Experts offer tips for improving breast density notifications
As the U.S. Food and Drug Administration prepares to roll out their breast density notification rule in early 2023, experts are cautioning that careful consideration is needed in the new rule’s language.
In commentary published in JAMA, Nancy R. Kressin, PhD, of Boston University Chobanian and Avedisian School of Medicine and colleagues shared examples from their own research that portray women’s general understanding of breast density notification letters [1]. The authors explained that these notifications can sometimes leave many patients feeling even more bewildered about their mammogram results than they were before being made aware of their dense tissue.
Prior studies that Kressin was involved in suggest that some women consider breast density notification letters impersonal and confusing. This was especially true for women of certain demographics and those with lower health literacy, which brings up another point of contention—some states’ notification letters surpass the general literacy level of women and also exceed an 8th grade reading level, which is recommended for medical communications by the FDA.
Although well-intentioned, these letters do not always convey the message they’re intended to—that is, that having increased breast density can raise a woman’s risk of developing cancer or having their cancer go undetected, and that women should have a proper conversation with their doctor about these risks and the potential need for supplemental screening.

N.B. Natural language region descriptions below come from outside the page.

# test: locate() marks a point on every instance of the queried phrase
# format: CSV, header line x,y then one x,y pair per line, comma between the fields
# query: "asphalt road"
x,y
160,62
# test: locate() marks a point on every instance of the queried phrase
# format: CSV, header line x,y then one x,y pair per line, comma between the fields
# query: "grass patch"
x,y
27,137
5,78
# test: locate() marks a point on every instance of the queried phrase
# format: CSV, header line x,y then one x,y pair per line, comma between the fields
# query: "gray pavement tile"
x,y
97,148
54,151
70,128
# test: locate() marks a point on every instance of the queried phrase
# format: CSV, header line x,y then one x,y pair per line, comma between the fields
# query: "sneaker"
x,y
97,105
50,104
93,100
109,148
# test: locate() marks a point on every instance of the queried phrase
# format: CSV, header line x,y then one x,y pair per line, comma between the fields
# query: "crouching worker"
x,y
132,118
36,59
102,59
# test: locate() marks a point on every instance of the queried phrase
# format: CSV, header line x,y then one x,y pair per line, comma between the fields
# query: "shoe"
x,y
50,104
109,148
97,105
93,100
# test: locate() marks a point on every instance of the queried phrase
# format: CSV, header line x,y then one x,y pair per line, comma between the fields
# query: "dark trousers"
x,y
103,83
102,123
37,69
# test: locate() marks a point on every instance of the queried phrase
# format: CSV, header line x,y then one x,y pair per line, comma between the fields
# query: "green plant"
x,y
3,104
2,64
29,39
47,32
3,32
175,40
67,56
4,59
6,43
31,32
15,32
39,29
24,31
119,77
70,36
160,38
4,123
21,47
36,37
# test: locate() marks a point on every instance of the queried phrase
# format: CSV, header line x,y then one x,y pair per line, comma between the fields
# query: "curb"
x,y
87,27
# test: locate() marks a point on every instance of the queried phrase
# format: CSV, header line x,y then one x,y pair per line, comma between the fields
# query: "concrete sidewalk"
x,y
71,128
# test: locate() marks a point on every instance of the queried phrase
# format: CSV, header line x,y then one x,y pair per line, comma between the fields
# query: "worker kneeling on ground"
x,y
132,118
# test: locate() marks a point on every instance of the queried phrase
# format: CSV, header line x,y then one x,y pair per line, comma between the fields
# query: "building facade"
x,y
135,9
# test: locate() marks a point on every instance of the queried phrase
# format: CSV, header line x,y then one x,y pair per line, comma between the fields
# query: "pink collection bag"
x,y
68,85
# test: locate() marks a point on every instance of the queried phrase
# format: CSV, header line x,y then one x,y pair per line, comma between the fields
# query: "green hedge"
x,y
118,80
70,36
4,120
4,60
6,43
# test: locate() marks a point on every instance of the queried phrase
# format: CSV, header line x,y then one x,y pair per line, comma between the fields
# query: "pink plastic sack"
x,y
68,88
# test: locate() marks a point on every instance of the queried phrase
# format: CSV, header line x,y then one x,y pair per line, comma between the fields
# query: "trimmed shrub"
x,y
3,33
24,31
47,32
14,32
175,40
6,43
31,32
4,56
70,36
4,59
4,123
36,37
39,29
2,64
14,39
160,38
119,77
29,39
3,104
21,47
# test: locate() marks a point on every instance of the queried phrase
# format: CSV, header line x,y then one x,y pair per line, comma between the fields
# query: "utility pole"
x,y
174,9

While Kressin acknowledged that enacting federal breast density legislation is a positive move, it is also significant undertaking. With that in mind, she shared some recommendations that could perhaps make the process of relaying such an important message to women a bit more effective. The recommendations are listed below.

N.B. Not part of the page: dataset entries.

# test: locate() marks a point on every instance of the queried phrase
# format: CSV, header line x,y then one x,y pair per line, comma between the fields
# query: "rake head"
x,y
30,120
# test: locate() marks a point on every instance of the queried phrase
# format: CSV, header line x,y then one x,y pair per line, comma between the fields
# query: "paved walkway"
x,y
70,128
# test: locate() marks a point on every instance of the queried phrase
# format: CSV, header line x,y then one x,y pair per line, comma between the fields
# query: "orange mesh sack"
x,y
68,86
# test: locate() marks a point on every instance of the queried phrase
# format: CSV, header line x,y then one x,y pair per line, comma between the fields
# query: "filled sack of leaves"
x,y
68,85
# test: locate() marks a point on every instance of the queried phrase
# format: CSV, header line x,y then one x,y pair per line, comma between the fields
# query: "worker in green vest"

The FDA should carefully review the more than 50 published studies about women’s experiences with breast density notifications, paying close attention to the range of their responses to the letters.
The notification language should be carefully crafted with appropriate reading levels in mind.
The language should be tested for readability by patients with diverse backgrounds, including those who do not speak English as a first language.
Resources should be made available to ensure that women’s understanding of density notifications will appropriately lead to greater knowledge of breast density or to informative conversations with their healthcare providers.
Kressin noted that the new rule will likely require extensive testing and investment but stated that producing helpful information on the topic of breast density, rather than materials that would leave patients more confused, would be “significant for all women.”
“Only with such efforts will the implementation maximize equitable outcomes for women from all races and ethnicities, cultures, literacy levels, educational levels, and socioeconomic backgrounds.”